İster ilahi olsun, ister olmasın tüm kural ve kaideler insanların huzuru ve mutluluğu için oluşturulur. Kurallara uymamanın cezası da yine insanlar tarafından hayata geçirilir. Tüm kurum ve kuruluşlar aslında yasaların uygulanmasına yönelik çalışır.

            Trafikteki kırmızı ışıklar sanki araç için koyulmuştur ve bu durum, içindeki sürücüyü bağlamaz. Sonuçta yollar kan gölüne dönüşür. Yazılı ve sözlü kurallara uyulsa kim ne kaybeder. Bütün bu olup bitenler akıl ve vicdan sahiplerini derin yaralar.

            Siz zannediyor musunuz ki trafik polisleri keyifle ceza keser. Ya da yargı mensupları cezaları hoşuna gittiği için verip sırtüstü yatar. Bütün bu yaptırımların kaynağı insanın ta kendisidir.

            Çok biliyoruzdur bizler. Gün gelir devlet oluruz, gün gelir kanun ve yasa. Aslında biliyoruzdur bir çok şeyleri bilmediğimizi. Ama olsun, kendimizi ve çevremizi böyle oyalarız. Bu hızlı gidiş ve bu tempolu sağa sola kaymaların sonucu bir yerlere toslayı veririz.

            Oysa bilmesek te olur. “Çok bilip te ne olacak sanki” diyemeyiz. Dağda, ormanda yaşamıyoruz. Devlet ve kurumları var. Kurallar ve yasalar var. Kanun ve yasaların her kurum ve birimde uygulayıcıları var.  Üzerimize farz olanlara yönelmeyiz de, vazifeli olmadığımız alanlarda ahkâm keseriz. “Yasa da kanun da biziz” deriz. Ne zaman ki dünya yaşamı ile ” hak vaki “ olunca da ah vah” demenin de bir anlamı olmadığını öğreniriz.
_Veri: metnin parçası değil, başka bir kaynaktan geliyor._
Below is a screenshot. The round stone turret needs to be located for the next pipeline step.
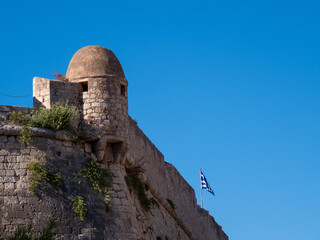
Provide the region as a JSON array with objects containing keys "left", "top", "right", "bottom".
[
  {"left": 66, "top": 46, "right": 128, "bottom": 139},
  {"left": 66, "top": 46, "right": 125, "bottom": 81}
]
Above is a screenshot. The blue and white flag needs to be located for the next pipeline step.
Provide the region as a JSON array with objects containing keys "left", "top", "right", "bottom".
[{"left": 200, "top": 170, "right": 215, "bottom": 196}]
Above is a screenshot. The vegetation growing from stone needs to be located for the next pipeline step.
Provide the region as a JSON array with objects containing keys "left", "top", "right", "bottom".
[
  {"left": 78, "top": 158, "right": 113, "bottom": 209},
  {"left": 30, "top": 103, "right": 79, "bottom": 132},
  {"left": 9, "top": 103, "right": 80, "bottom": 145},
  {"left": 167, "top": 198, "right": 176, "bottom": 212},
  {"left": 27, "top": 160, "right": 62, "bottom": 195},
  {"left": 9, "top": 111, "right": 28, "bottom": 125},
  {"left": 70, "top": 195, "right": 88, "bottom": 221},
  {"left": 0, "top": 220, "right": 57, "bottom": 240}
]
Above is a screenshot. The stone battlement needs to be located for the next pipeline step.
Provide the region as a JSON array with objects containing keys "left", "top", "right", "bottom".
[{"left": 0, "top": 46, "right": 228, "bottom": 240}]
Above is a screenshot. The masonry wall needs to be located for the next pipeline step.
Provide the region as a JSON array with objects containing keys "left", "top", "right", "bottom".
[
  {"left": 0, "top": 106, "right": 228, "bottom": 240},
  {"left": 33, "top": 77, "right": 80, "bottom": 108},
  {"left": 128, "top": 119, "right": 228, "bottom": 240}
]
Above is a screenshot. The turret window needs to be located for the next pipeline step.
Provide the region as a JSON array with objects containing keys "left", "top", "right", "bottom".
[
  {"left": 120, "top": 85, "right": 126, "bottom": 96},
  {"left": 80, "top": 82, "right": 88, "bottom": 92}
]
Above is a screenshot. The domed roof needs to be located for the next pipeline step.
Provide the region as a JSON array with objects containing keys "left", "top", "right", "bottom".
[{"left": 66, "top": 46, "right": 125, "bottom": 81}]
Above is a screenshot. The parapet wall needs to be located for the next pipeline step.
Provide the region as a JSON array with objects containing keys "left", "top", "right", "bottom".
[
  {"left": 129, "top": 119, "right": 228, "bottom": 240},
  {"left": 0, "top": 106, "right": 228, "bottom": 240}
]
O zamanda her şey geçmiş olur.

            Aslında başımıza gelecek bela gelmeden önce bize bir çok şekilde haber verir. Örneğin, önce ufacıktan düşülür ve kalkılır. Sonra tekrar düşülür ve ufak yaralarla atlatılır. Sonraki düşüşler de kol bacak kırılır. Bundan sonraki düşüşlerin getirdiği sonuçlar artarak devam eder ve en sonunda başa gelen “Bela” gelir bulur. İşte burada geri dönüş yoktur.
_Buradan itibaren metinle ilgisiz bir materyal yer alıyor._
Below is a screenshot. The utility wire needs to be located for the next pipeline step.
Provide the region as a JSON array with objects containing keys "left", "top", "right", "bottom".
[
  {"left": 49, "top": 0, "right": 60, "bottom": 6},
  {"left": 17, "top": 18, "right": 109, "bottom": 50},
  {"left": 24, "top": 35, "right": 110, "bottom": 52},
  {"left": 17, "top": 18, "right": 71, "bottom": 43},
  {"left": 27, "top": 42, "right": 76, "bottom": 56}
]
            “Kula bela vermez elbet Huda’sı, Herkesin çektiği kendi cezası” sözünü duymayanımız yoktur.

            Allah cezalandırmıyorsa kul hiç cezalandıramaz. Ben de böyle inananlardanım.

            Bana kızmayın ve darılmayın. Benim başıma gelen olumsuzluklardan ben kimseye kızmıyorum, darılmıyorum. Ben biliyorum ki, ben istemesem, ben “gıli gıli” diye belayı üstüme çekmesem, her işe burnumu sokmasam, “çok biliyorum” ukalalığında bulunmasam, sorulmadan ve üzerime vazife olmadan kimsenin işine karışmasam, ayağımı yorganıma göre uzatıp ödeyemediğim borçların altına girmesem ve buna benzer bir çok olumsuz şeyi  isteyerek yapmasam, bana çok az olumsuz şey olabilir. Size de.  Bütün bunlardan sonra başıma gelen bir olumsuzluk gelirse Allah’tan gelir ve ben buna böyle inanırım.

            Dört beş yıldır karşıma çıkan bazı olumsuzluklar cidden beni üzüyor. Bıktım artık bıktım. Ben değil sizler zarar görüyorsunuz. Hani bir hikaye vardır “ Bu Kafanın da Bir Sahibi Vardır” diye. Devlet değilsiniz, kanun değilsiniz veya bir devlet kurumu değilsiniz. Yapacağınız işleri yetkili kurum ve kuruluşlara danışarak ve onlardan yardım alarak yapınız. Yasalarımız ve kurumlarımız var şükür olsun.  Orman kanunları, derebeylik, ağalık çoktan yok olmuş durumda. Devletimiz haklının yanında ve yasalarımız ve yargımız çok şükür zayıfı ezdirmiyor. Eskisi gibi artık “ben yaptım oldu ve yaparım devri”  çoktan kapandı. 

            Kanunsuz yol açma numaraları açanlar açısından kötü Sonuçlansa da cidden bu gece üzgünüm. Ya Rabbi;  beni, ailemi, çevremi, hısım ve akrabalarımı, tüm güzel insanları, Müslümanca yaşayanları, acizleri, yoksulları şeytan, cin ve şeytan ve cin ahlaklı insanlardan koru ve muhafaza eyle. Kıskanç ve hasat edenlerin şerrinden koru. Yarabbi, her güzel insanı kibir, gurur gibi şeytanın özelliklerinden uzak tut. Beni ve ailemi ve yukarıda ifade ettiğim tüm insanları kibirli ve gururlu insanlardan uzak tut ve onlarla bir araya getirme.